Except, you guys, we’re SO sleep deprived. We’re special needs parents, so of course we are. But when you’re sleep deprived, we run the risk of missing something in those inbetween hours. It scares me no end. So, gadgets. We have all the gadgets.

We have an angel care mat, and while that’s a relief, it only alarms when Kai stops moving for more than twenty seconds (which is to say if he stopped breathing and was completely still for twenty seconds). But with seizures he jerks.

We tried wearables next. Specifically the neebo, as his feet are now too big for the owlet. Except the neebo wasn’t accurate enough for us. Additionally the strap left red marks on his arm.

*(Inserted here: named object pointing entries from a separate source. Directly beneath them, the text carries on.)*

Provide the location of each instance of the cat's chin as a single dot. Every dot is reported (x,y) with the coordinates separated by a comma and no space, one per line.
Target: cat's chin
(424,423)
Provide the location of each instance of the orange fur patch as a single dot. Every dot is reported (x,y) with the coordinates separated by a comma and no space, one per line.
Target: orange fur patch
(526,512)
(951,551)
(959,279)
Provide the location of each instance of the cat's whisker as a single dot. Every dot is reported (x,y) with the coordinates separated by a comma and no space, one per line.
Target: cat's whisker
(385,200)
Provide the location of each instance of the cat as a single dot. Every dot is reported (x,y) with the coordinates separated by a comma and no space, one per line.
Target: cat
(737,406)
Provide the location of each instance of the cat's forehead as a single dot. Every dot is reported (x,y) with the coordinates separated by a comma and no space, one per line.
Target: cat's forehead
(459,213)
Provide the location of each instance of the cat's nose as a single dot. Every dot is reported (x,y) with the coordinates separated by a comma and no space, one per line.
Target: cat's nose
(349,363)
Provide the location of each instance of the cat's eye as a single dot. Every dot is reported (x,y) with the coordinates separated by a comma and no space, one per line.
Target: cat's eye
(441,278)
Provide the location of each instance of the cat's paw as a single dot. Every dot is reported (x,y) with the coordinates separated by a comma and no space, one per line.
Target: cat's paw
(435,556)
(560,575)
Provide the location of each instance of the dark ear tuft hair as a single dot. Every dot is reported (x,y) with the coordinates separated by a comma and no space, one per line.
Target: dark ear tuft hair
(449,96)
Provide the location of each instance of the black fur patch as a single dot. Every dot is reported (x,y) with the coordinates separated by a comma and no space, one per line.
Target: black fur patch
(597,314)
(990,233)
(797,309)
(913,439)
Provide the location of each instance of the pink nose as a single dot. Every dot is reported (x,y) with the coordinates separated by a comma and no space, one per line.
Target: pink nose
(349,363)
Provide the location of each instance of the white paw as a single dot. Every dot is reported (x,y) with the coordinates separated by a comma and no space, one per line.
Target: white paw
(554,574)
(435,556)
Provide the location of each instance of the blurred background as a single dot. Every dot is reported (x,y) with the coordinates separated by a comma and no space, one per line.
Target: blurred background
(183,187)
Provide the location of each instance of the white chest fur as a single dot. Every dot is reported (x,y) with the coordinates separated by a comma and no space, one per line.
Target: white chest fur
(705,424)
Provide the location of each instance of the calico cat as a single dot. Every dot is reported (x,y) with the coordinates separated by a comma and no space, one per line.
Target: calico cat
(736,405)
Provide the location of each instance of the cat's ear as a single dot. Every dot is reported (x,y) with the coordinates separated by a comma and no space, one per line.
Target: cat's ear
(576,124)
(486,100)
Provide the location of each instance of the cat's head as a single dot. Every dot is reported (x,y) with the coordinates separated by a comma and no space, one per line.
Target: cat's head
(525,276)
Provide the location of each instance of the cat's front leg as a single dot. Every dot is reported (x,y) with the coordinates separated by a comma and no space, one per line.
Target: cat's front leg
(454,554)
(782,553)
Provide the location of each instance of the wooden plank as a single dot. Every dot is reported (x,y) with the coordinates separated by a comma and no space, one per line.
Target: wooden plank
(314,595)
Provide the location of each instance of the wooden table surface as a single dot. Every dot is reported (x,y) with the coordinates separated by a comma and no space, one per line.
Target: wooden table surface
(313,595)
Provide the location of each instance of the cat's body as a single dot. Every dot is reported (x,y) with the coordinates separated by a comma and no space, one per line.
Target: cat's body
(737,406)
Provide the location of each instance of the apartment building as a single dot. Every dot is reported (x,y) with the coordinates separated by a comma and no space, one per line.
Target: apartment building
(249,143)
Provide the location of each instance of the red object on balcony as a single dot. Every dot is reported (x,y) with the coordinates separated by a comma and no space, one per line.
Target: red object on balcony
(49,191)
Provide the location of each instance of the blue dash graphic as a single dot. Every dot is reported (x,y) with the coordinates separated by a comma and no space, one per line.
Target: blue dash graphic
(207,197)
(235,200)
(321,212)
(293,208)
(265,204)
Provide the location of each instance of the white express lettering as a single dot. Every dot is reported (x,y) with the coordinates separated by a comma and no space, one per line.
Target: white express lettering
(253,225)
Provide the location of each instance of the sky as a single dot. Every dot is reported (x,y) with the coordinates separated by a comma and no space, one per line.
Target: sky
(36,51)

Then we tried the RayBaby, a gift from a friend. Ray baby is a baby monitor that tracks breathing. As Kai breath holds and then hyperventilates when he’s having a seizure, we’d hoped that RayBaby could help. Except that RayBaby couldn’t distinguish between an empty crib and one with a baby in it. It’s still very very beta. Womp womp womp.

Our saving grace is the pulse oximeter my Mum got Mikaere. It’s an old Massimo Rav 5 that a client gifted as they were upgrading their kit. It has a probe that goes on Mikaere’s toe and measures his heart rate and o2 saturation levels. When he has a seizure his heart rate sky rockets and his o2 drops – we have alarms set to go off when they hit certain thresholds.

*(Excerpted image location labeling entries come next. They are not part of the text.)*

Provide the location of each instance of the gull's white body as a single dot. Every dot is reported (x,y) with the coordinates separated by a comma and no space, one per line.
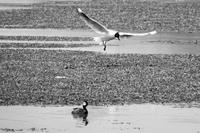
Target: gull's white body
(107,34)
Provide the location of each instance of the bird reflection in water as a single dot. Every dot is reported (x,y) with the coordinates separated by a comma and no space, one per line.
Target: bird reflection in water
(81,113)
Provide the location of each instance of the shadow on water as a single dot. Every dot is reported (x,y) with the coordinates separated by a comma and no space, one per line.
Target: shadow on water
(145,118)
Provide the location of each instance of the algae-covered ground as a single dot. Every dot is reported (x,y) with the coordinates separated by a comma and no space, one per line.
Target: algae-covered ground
(46,77)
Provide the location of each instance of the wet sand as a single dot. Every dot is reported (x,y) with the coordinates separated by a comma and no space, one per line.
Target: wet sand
(146,118)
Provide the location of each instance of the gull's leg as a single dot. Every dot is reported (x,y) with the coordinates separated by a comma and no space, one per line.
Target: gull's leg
(104,44)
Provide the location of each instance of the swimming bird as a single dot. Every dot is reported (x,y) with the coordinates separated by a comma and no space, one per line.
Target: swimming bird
(107,34)
(81,112)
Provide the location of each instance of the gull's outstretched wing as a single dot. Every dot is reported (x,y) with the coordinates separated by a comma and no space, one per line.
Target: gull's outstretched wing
(96,26)
(127,35)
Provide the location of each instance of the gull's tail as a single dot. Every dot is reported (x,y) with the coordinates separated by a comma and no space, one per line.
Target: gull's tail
(153,32)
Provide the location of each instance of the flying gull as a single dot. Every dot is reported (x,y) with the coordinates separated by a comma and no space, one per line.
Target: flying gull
(107,34)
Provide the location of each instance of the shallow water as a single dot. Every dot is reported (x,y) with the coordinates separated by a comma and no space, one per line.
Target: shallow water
(154,44)
(146,118)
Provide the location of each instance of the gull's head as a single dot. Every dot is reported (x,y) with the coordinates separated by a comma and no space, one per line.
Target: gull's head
(117,35)
(79,10)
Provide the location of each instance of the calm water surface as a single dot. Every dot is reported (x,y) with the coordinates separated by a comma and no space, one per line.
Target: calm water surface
(154,44)
(145,118)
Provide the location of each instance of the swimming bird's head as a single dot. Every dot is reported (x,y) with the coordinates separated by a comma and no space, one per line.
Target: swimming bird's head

He wears it every evening when sleeping, which means we don’t need to be as hyper-vigilant as we used to, game changing when everyone is exhausted.

The only downside is he can’t wear it all day. It’s too big, and the minute he’s awake he’ll kick and wriggle and the probe comes off. Still, it’s good when he’s sleeping, which is when he’s most likely to have a seizure.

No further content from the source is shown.